On the show, Shake called you his best friend. Is that still true?
I really wanted to celebrate our friendship. At least through this experience, I found a best friend, right? We had such a good time. We have a bond with music and going through this together…but after wrapping, I saw his character more and how he interacted with social media and just what he was posting. I was just like, “You know, this isn’t it for me.” Even as a friend, I think I distanced myself. So we drifted apart after the show aired. I’m just going to keep my energy protected and let him do his own thing and just move on.
On a completely different note, let’s talk about the cultural aspect of being desi on this show. Shake said in episode 6 that he’s dated a lot of white girls, but that he met an “Indian girl that really blew him away.” When you listen to that back, what do you think that says about how Shake thought about women within his own culture?

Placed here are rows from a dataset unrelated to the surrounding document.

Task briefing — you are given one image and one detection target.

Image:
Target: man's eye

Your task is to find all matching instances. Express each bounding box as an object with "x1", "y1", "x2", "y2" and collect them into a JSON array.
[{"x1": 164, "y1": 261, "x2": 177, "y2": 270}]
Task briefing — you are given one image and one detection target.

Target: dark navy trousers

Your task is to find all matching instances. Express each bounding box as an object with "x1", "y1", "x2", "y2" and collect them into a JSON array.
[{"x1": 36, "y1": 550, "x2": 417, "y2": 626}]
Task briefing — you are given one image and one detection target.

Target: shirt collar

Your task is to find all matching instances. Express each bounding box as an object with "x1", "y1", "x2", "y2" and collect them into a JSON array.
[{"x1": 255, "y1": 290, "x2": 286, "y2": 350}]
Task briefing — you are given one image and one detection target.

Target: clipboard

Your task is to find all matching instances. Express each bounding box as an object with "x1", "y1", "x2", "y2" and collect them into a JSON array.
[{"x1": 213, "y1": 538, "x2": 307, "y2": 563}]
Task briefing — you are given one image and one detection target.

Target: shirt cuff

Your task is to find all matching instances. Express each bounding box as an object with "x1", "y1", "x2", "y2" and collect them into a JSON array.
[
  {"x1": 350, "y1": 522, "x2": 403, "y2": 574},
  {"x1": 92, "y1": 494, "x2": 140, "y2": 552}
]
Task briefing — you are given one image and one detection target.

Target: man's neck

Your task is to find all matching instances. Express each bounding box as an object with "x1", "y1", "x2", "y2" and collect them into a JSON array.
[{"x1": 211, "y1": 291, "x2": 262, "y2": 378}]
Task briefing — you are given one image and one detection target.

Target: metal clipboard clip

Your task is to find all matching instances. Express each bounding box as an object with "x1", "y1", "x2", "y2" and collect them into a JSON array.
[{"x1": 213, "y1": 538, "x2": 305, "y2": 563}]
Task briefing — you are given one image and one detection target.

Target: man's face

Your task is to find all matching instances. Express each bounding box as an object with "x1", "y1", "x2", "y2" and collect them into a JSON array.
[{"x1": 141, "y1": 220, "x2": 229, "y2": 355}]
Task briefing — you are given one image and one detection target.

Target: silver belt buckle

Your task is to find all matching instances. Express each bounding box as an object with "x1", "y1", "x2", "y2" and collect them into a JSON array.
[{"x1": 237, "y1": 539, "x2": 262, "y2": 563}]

I don’t know what Shake thinks, but I’ve read a lot of articles on internalized racism and I think it’s very interesting that we had both exclusively dated white people. Honestly, I’ve only dated two people in my whole life, not an abundance of men. I was with my college boyfriend for three years and my last boyfriend for six years. I did try to run from my culture my whole childhood because I just wanted to fit in. And now as an adult looking back, I think I should have embraced it.
You said you’re carving your own path and you do things untraditionally, but did you ever connect throughout all of this how similar Love Is Blind is to a traditional rishta, or arranged marriage?
It’s definitely like an arranged marriage. My mom said to me, “You know I will support you in whatever you want to do…but you’re a hypocrite.” I’ve been turned off by the whole concept of an arranged marriage before, but I think you have to be open because you can meet someone in the most unorthodox way, right? And so if someone says, “You know, I have a great guy for you because I know your personality and I know what you’re looking for and I think he checks all the boxes for you,” and if you guys connect, you can go for it, right? So it is the same concept and I think this has opened my mind up a little bit more. I’m willing to go that route if that falls into my lap.
Natalie is also Asian and we talked about culture all the time. We had a lot of responsibility to represent our cultures. We don’t want to let people down. It’s hard to navigate because you’re trying to authentically be yourself at the same time. It’s uncharted territory. So yeah, we took that responsibility and we tried to handle it with care.
So after this, what’s your opinion: Is love truly blind?
Love can be blind if the right people are involved and if they both are in the mindset that they want to make this thing work.